Police State America – Yes

This is a question that I have been researching, writing and talking about for a number of years now. In virtually all of my conversations, the question is followed by a look inquiring if I might be in need of the men with the one size fits all jacket. But then after the shock of the question wears off and the brain starts actually working on the topic, the look changes from one of questioning my sanity to one of dismay and sometimes fear. Because there is example upon example of the United States being, in fact, a police state.

Growing up within the Jewish community, WWII and particularly the Holocaust was on my study list as a child. I remember watching those old WWII movies like Casablanca, To Be Or Not To Be or any other film that depicted Germany during that time. Remember the chill that would go up your spine when the cops asked the hero, “May I see your papers please?” You just knew the good guy was in trouble.

In 21st century America the line is different but it sends shivers up my spine the same way. Now they ask if one has any ID. Much softer way to say the same thing don’t you think? And this is the first thing a law enforcement officer asks when an individual is stopped. And many of them tend to get a bit testy when you don’t jump when told. Many people have been detained for having the audacity to ask why they have been stopped before complying with the order to present ID.

Most people in the United States think that the police are duty-bound to protect the people. It’s a good thought but not even close to the facts. In the Supreme Court Case Warren v. District of Columbia, 444 A.2d 1 (D.C. Ct. of Ap., 1981), the court ruled that police do NOT have a legal obligation to protect the citizens. If the police are negligent in responding to a call and someone dies, the family does not have the right to sue. Many local jurisdictions have their own special statutes to prevent state agents from being held accountable for their actions. Such as California’s Government Code, Sections 821, 845, and 846 which state, in part: “Neither a public entity or a public employee [may be sued] for failure to provide adequate police protection or service, failure to prevent the commission of crimes and failure to apprehend criminals…”

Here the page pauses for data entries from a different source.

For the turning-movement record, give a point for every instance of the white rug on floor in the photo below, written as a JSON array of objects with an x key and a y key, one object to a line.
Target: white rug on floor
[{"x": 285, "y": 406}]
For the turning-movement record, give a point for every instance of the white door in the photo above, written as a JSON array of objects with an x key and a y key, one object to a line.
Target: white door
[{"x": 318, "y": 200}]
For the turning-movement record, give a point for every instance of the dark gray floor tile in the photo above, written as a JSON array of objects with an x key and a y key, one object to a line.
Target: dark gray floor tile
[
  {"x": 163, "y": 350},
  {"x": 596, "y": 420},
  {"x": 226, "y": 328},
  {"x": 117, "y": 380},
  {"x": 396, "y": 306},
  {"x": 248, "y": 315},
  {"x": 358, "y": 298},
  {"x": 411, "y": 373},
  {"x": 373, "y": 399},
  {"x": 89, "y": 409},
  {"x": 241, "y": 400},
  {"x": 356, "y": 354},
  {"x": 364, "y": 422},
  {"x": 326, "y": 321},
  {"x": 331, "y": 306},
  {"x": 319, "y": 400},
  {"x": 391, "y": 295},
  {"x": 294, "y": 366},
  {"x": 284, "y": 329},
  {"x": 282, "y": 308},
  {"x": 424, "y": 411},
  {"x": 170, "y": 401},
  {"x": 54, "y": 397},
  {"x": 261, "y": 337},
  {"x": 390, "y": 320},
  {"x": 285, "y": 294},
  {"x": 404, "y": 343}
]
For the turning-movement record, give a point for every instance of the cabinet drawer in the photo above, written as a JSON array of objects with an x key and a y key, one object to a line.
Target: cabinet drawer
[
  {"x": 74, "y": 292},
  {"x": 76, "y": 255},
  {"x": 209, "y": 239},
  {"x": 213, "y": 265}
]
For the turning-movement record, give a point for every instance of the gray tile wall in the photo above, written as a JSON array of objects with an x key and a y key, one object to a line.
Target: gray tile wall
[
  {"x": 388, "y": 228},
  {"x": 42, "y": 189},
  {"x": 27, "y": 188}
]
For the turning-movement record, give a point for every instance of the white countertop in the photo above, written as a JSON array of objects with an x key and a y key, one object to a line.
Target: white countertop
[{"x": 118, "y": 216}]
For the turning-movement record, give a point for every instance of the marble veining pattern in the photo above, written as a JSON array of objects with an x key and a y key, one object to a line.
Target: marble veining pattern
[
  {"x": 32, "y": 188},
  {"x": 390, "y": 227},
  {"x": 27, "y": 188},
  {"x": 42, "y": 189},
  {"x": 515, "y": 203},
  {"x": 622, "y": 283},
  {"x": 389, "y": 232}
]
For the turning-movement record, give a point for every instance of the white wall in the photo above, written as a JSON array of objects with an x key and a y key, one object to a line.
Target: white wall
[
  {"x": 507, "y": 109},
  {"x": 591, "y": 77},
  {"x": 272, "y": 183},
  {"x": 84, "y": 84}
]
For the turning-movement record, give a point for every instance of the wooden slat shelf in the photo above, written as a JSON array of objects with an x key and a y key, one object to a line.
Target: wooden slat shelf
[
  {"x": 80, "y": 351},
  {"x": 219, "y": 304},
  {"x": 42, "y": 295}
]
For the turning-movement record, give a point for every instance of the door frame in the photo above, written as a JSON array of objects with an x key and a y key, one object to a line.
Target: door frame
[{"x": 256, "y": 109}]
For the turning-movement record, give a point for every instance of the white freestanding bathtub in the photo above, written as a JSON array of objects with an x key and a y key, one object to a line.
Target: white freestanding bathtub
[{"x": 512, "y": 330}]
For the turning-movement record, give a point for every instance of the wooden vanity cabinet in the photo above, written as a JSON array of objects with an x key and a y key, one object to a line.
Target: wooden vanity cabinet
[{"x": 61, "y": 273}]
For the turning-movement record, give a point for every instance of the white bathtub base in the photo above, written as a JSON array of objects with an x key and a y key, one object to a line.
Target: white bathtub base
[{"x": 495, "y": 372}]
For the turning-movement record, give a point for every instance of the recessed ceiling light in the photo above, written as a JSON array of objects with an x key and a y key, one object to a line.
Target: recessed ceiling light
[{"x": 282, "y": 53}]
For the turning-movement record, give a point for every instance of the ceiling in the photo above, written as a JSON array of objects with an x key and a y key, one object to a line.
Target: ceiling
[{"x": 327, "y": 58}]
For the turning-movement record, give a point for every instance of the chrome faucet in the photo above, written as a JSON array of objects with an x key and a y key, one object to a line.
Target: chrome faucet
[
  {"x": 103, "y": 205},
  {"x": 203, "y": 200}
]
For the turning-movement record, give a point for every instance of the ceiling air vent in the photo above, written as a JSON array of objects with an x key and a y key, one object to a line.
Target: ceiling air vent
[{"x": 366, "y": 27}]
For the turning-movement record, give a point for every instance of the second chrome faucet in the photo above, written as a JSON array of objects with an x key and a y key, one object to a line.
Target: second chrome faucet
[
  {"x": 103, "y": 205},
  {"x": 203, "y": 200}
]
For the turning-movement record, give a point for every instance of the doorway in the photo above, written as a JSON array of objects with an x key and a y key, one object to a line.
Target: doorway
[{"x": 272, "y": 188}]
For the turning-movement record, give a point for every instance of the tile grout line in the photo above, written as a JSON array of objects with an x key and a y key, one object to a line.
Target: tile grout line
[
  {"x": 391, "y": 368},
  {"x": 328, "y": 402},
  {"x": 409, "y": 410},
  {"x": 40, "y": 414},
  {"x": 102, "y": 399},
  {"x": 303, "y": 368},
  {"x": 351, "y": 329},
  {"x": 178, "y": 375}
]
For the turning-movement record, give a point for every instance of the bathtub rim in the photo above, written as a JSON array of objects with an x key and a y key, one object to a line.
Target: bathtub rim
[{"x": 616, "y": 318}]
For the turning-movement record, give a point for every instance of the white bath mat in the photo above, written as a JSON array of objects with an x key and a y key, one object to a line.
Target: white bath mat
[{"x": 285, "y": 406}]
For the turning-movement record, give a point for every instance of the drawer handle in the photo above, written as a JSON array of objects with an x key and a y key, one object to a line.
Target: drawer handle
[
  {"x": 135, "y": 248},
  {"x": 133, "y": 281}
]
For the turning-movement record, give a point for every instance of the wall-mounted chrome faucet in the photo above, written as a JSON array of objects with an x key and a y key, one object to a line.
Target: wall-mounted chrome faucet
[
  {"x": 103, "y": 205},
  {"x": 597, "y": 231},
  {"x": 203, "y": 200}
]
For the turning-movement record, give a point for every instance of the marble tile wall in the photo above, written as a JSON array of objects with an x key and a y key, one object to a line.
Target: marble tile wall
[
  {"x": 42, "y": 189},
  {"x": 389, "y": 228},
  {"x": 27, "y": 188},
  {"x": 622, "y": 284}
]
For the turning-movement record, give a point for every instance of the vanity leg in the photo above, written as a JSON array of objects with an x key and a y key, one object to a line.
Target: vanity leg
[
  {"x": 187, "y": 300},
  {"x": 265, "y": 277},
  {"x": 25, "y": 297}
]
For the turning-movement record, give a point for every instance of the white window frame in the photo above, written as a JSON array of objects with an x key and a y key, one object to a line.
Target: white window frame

People put money into the things that are important to them. Some people use large parts of their budget on clothes for example. Having a certain look is highly important to them. Some folks put their money into their cars, or their homes or what have you. What ever is of a higher priority for them. When I was doing my radio show, I took a look at the budgets of the Seattle Police Department and NYPD. What I found was the budget for the traffic division was $12M more than the SVU and violent crimes division COMBINED in Seattle, with similar numbers although higher for NYPD. Where do you think their priorities lay? In protecting the individual from harm or raising revenue for the State?

The United States has the highest incarceration of all industrialized countries including China and Iran and other dictatorship countries. According to DOJ stats from 2009, 2,284,913 were incarcerated. Over 60% of them WERE NON VIOLENT! We put people in prison and jail for not harming anyone through force or fraud. These people might have smoked a joint. Or filled out paperwork wrong, or any one of thousands of things that are now against the law. That’s a pretty good definition of a police state if you ask me.

I did a show one time where we read down the Bill of Rights one by one and in their entirety. Only the 3rd Amendment which prevents the government from quartering soldiers in private homes is not violated on a daily basis by our government. This above all tells me that we are indeed in a police state.

A simple google search can start anyone down the path to find out what our government is doing to Freedom and Liberty in the United States. It’s really sad actually.